Invariant connections with skew-torsion and nabla-Einstein manifolds

For a compact connected Lie group $G$ we study the class of bi-invariant affine connections whose geodesics through $e\in G$ are the 1-parameter subgroups. We show that the bi-invariant affine connections which induce derivations on the corresponding Lie algebra $\frak{g}$ coincide with the bi-invariant metric connections.
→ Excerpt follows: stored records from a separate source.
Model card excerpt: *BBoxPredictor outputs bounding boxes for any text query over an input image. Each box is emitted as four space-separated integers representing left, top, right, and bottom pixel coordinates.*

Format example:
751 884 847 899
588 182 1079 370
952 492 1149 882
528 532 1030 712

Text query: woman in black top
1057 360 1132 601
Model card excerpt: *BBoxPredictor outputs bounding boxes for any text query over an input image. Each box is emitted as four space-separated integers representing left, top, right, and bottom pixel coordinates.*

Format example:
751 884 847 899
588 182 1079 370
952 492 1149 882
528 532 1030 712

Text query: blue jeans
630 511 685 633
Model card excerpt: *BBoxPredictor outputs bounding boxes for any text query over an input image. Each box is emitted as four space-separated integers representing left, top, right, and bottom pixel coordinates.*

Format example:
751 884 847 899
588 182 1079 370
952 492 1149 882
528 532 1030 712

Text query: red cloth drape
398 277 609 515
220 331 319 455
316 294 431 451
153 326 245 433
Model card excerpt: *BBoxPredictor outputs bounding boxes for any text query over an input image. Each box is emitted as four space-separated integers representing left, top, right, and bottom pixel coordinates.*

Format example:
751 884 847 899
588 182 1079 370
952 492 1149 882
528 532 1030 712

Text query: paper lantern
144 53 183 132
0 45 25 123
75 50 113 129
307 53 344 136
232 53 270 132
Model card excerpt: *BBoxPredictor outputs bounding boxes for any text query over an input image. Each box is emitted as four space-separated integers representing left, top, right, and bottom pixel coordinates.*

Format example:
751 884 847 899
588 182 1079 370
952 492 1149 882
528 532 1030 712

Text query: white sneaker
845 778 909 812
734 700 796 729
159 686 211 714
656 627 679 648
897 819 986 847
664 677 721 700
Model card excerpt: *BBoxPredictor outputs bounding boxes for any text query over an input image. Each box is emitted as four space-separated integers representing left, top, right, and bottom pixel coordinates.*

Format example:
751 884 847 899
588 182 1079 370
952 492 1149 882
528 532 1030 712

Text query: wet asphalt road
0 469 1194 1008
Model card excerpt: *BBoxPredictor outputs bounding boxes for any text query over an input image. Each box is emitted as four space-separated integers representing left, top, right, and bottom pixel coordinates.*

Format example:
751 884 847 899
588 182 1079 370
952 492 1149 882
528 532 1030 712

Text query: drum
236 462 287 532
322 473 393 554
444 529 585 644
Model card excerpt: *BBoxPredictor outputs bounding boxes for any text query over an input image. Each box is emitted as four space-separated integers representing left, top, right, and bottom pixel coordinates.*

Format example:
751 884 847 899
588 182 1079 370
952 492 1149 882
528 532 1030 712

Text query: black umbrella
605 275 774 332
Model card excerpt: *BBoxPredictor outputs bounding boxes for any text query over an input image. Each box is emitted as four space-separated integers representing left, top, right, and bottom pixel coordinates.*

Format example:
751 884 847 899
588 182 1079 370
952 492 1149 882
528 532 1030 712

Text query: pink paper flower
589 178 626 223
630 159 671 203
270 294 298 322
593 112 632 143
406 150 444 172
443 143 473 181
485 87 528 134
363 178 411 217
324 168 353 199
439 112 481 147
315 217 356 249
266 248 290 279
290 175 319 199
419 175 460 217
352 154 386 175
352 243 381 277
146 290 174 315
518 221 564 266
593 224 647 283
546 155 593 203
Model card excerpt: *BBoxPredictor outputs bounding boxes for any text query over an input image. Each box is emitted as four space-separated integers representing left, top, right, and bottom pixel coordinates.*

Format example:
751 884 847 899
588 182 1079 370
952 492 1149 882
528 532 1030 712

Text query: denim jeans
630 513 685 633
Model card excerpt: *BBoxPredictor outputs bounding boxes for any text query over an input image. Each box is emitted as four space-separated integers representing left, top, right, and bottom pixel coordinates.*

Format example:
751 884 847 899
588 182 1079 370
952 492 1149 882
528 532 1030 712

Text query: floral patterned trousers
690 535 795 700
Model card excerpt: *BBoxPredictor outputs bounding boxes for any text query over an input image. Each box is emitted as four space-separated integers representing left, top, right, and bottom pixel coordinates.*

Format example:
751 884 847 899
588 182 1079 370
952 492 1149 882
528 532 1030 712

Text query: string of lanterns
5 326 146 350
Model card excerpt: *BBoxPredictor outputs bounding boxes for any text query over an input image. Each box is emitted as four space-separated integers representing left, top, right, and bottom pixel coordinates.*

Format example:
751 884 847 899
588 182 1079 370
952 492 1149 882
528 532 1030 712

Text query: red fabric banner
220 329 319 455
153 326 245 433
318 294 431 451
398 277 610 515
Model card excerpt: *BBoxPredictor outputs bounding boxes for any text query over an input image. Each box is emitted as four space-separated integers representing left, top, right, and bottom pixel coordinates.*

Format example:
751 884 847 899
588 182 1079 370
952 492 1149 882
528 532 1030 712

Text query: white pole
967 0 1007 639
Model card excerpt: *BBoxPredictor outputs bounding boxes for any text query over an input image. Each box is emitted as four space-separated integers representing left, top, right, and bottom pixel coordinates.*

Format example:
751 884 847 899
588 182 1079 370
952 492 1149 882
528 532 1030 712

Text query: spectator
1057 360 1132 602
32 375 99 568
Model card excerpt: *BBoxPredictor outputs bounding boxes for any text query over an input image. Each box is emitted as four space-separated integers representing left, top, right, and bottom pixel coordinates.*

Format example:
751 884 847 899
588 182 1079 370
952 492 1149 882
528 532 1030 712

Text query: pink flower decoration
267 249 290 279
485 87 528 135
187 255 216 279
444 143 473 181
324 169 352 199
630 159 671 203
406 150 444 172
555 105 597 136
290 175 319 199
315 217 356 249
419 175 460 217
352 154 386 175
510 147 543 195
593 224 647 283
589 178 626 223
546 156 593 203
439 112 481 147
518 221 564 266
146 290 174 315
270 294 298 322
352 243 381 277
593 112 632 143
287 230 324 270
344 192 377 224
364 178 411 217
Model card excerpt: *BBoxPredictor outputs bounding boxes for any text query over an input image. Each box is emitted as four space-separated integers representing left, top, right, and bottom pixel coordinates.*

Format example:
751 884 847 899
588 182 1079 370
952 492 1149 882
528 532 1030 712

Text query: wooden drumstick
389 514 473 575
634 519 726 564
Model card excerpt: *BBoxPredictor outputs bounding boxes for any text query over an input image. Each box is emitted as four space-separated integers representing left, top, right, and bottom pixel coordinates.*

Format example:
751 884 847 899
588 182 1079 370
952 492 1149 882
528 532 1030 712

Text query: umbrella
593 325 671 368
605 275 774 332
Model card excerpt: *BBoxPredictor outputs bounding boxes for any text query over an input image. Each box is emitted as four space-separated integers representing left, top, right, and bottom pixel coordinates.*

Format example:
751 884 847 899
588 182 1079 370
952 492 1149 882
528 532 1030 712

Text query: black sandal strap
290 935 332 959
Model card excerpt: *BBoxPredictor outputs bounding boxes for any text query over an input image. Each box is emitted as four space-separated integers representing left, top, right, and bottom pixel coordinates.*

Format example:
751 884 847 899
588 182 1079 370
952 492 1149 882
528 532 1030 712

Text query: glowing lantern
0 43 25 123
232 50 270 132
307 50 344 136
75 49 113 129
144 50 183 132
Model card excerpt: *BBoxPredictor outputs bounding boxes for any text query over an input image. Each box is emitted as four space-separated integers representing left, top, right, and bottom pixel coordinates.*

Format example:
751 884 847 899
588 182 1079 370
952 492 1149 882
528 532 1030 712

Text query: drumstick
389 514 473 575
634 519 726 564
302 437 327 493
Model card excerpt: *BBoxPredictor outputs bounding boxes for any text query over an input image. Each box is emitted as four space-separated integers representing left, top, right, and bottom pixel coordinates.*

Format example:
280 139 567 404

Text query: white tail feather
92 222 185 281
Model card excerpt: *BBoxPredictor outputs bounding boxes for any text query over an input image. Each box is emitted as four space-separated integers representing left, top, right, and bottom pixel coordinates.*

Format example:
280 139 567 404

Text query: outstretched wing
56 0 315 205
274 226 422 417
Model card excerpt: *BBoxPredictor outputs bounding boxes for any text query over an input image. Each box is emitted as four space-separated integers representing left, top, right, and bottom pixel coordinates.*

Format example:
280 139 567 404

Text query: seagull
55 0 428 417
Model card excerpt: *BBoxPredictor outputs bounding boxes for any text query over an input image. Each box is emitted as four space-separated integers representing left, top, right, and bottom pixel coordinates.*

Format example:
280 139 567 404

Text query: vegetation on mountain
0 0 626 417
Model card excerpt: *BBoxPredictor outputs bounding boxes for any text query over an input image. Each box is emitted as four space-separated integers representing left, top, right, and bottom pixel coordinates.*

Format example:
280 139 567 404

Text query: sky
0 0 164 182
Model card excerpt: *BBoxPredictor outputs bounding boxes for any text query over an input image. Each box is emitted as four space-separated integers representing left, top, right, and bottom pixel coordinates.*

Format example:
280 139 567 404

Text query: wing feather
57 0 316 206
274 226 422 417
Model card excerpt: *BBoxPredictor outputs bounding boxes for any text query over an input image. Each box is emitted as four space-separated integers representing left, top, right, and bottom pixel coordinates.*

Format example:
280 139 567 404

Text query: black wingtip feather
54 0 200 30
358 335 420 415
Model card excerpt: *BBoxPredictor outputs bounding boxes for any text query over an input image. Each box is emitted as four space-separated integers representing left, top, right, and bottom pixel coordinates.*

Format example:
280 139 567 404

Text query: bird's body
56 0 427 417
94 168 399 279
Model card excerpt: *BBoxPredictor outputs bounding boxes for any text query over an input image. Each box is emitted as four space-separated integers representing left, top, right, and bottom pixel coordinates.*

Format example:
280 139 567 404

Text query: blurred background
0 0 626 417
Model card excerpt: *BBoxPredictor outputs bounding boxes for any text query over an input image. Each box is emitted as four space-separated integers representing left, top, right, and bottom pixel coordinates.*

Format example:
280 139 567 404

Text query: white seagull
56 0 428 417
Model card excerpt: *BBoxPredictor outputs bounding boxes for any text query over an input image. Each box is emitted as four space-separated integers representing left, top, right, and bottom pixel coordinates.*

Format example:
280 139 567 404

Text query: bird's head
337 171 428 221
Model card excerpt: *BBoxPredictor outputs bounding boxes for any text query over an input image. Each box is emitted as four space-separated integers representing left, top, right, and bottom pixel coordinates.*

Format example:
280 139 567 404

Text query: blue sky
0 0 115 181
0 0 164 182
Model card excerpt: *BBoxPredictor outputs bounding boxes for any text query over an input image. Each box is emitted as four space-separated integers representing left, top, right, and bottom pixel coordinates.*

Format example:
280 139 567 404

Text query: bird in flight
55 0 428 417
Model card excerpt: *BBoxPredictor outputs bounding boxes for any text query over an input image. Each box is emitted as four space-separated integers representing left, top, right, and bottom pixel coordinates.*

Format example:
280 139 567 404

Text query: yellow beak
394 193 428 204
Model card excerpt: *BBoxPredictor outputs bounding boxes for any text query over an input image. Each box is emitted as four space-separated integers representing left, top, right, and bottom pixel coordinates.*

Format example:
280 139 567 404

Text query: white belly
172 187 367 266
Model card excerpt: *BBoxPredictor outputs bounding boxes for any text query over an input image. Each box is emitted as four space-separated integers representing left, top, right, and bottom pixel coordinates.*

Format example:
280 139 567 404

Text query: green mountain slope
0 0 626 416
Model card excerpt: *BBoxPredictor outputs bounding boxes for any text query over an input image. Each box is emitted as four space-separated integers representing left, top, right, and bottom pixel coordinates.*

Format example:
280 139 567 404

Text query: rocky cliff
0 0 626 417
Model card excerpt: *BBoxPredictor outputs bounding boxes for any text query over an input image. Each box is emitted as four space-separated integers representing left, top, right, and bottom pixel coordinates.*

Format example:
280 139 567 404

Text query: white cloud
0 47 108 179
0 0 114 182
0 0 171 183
Next we describe the geometry of a naturally reductive space $(M=G/K, g)$ endowed with a family of $G$-invariant connections $\nabla^{\alpha}$ whose torsion is a multiple of the torsion of the canonical connection $\nabla^{c}$. For the spheres ${\rm S}^{6}$ and ${\rm S}^{7}$ we prove that the space of ${\rm G}_2$ (resp. ${\rm Spin}(7)$)-invariant affine or metric connections consists of the family $\nabla^{\alpha}$. Then we examine the "constancy" of the induced Ricci tensor ${\rm Ric}^{\alpha}$ and prove that any compact simply-connected isotropy irreducible standard homogeneous Riemannian manifold, which is not a symmetric space of Type I, is a $\nabla^{\alpha}$-Einstein manifold for any $\alpha\in\mathbb{R}$. We also provide examples of $\nabla^{\pm 1}$-Einstein structures for a class of compact homogeneous spaces $M=G/K$ with two isotropy summands.